Altas doses de glicocorticoides inalados comumente prescritos em adultos são: 

  • Propionato de fluticasona >500 μg/dia 
  • Dipropionato de beclometasona (inaladores de partículas padrão) > 1000 μg/dia 
  • Dipropionato de beclometasona (inaladores de partículas extrafinas) > 400 μg/dia 
  • Budesonida >800 μg/dia 
  • Ciclesonida >320 μg/dia 
  • Furoato de fluticasona >200 μg/dia 
  • Partícula padrão de furoato de mometasona >400 μg/dia 

Faltam evidências robustas sobre o impacto das injeções intra-articulares de glicocorticoides no eixo HPA. Os glicocorticoides podem ser detectados na urina durante meses após as injeções, sugerindo absorção sistêmica prolongada.  Sugerimos que os pacientes sejam monitorados quanto a sinais e sintomas de insuficiência adrenal e que os profissionais de saúde tenham um limiar baixo para testes, especialmente dentro de 2 meses após as injeções e em pacientes que recebem injeções simultâneas ou múltiplas durante um curto período. As preparações intra-articulares de glicocorticoides comumente usadas geralmente levam a uma supressão de 4 semanas e, portanto, são esperados valores baixos de cortisol matinal durante esse período, e a recuperação pode ser confirmada nas 4 semanas seguintes. 

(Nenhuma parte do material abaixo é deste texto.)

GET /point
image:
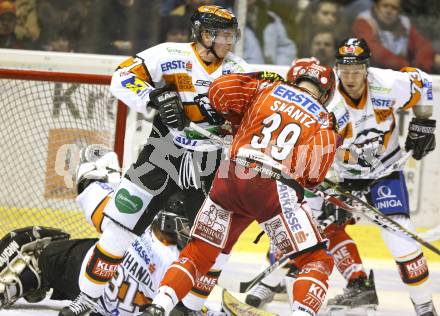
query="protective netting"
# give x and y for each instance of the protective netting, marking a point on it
(44, 125)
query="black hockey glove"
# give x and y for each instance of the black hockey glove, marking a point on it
(421, 137)
(170, 107)
(341, 216)
(211, 115)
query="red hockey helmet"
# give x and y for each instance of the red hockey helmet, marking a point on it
(322, 76)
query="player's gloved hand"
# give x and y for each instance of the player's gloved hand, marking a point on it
(170, 107)
(421, 137)
(211, 115)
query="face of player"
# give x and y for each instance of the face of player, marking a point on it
(353, 79)
(222, 42)
(323, 48)
(327, 14)
(387, 11)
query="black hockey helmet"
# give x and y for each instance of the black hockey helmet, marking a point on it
(211, 18)
(353, 51)
(321, 75)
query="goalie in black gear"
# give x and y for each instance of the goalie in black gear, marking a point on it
(20, 274)
(58, 265)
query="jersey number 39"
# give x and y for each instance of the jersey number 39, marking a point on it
(281, 138)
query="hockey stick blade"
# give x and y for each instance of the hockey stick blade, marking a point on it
(374, 215)
(234, 307)
(208, 134)
(246, 286)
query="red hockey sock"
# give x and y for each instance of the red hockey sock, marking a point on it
(346, 255)
(310, 286)
(195, 259)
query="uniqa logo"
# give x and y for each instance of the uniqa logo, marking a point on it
(384, 192)
(127, 203)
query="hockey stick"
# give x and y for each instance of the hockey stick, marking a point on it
(371, 213)
(208, 134)
(246, 286)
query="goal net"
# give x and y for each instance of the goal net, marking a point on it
(47, 117)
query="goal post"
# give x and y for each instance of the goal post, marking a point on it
(47, 117)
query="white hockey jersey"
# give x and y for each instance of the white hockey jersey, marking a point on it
(369, 129)
(179, 64)
(138, 276)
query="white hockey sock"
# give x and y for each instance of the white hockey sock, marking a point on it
(114, 242)
(166, 298)
(196, 301)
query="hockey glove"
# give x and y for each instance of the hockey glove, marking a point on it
(211, 115)
(421, 137)
(170, 107)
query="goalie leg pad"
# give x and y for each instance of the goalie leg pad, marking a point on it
(20, 275)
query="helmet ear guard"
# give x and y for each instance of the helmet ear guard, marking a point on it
(211, 18)
(353, 51)
(322, 76)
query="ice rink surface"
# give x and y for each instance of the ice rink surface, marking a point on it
(393, 298)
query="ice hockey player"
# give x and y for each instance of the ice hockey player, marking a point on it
(174, 158)
(361, 290)
(344, 250)
(282, 127)
(365, 107)
(57, 265)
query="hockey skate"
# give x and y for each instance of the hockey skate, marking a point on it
(153, 310)
(425, 309)
(360, 294)
(262, 294)
(20, 275)
(182, 310)
(82, 305)
(97, 163)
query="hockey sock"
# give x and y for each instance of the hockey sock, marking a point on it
(346, 255)
(411, 263)
(310, 286)
(101, 261)
(204, 284)
(414, 273)
(196, 258)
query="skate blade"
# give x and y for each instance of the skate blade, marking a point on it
(342, 310)
(234, 307)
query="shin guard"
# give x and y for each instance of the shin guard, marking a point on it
(346, 255)
(414, 273)
(310, 286)
(195, 259)
(204, 284)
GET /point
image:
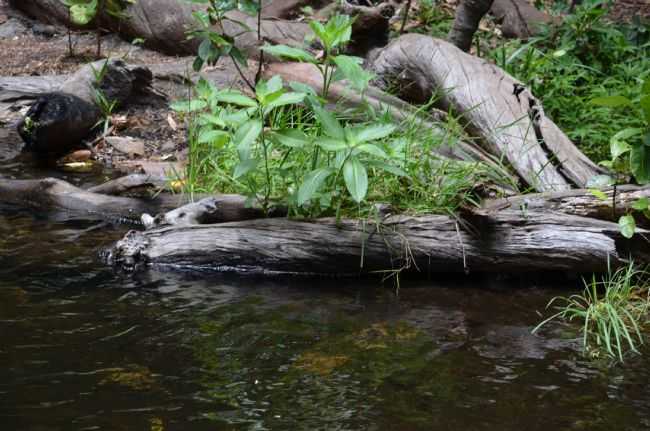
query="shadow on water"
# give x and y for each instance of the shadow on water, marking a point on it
(84, 348)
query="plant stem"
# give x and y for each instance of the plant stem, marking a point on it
(258, 75)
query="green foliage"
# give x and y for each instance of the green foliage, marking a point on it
(333, 36)
(611, 312)
(583, 59)
(215, 44)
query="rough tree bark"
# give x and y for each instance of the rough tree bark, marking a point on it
(509, 240)
(468, 15)
(496, 107)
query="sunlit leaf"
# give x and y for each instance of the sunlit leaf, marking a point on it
(356, 179)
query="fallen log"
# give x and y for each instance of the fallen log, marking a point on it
(57, 122)
(509, 240)
(619, 201)
(51, 195)
(163, 24)
(497, 108)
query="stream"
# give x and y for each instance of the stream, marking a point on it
(84, 348)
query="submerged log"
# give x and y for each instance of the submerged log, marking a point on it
(506, 241)
(497, 108)
(51, 195)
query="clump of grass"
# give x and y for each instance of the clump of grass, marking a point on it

A maioria dos glicocorticoides é metabolizada pelo citocromo hepático P450 3A4 (CYP3A4). Inibidores fortes do CYP3A4 – que incluem ingredientes alimentares como sumo de toranja, vários antibióticos, antifúngicos e o inibidor da protease ritonavir, entre outros – demonstraram aumentar significativamente as concentrações circulantes de glucocorticoides 

Considerar a síndrome de abstinência de GC que pode ocorrer durante a redução gradual dos GC. Quando a síndrome de abstinência de GC é grave, a dose de GC pode ser temporariamente aumentada para a dose mais recente tolerada e a duração da redução gradual dos GC pode ser aumentada. Mal-estar geral, fadiga, náusea, dores musculares e articulares, distúrbios do sono, alterações de humor. Essa abstinência é definida com sintomas experimentados ao reduzir a dose de GC dentro da faixa de dose suprafisiológica de GC, que não são devidos à doença subjacente para a qual os GC foram inicialmente prescritos e, por definição, não são devidos à insuficiência adrenal não tratada, uma vez que a dose diária total de GC é ainda suprafisiológico 

Pacientes com tratamento atual ou anterior com glicocorticoides apresentando sinais e sintomas de síndrome de Cushing exógena sejam considerados como portadores de insuficiência adrenal induzida por glicocorticoides.  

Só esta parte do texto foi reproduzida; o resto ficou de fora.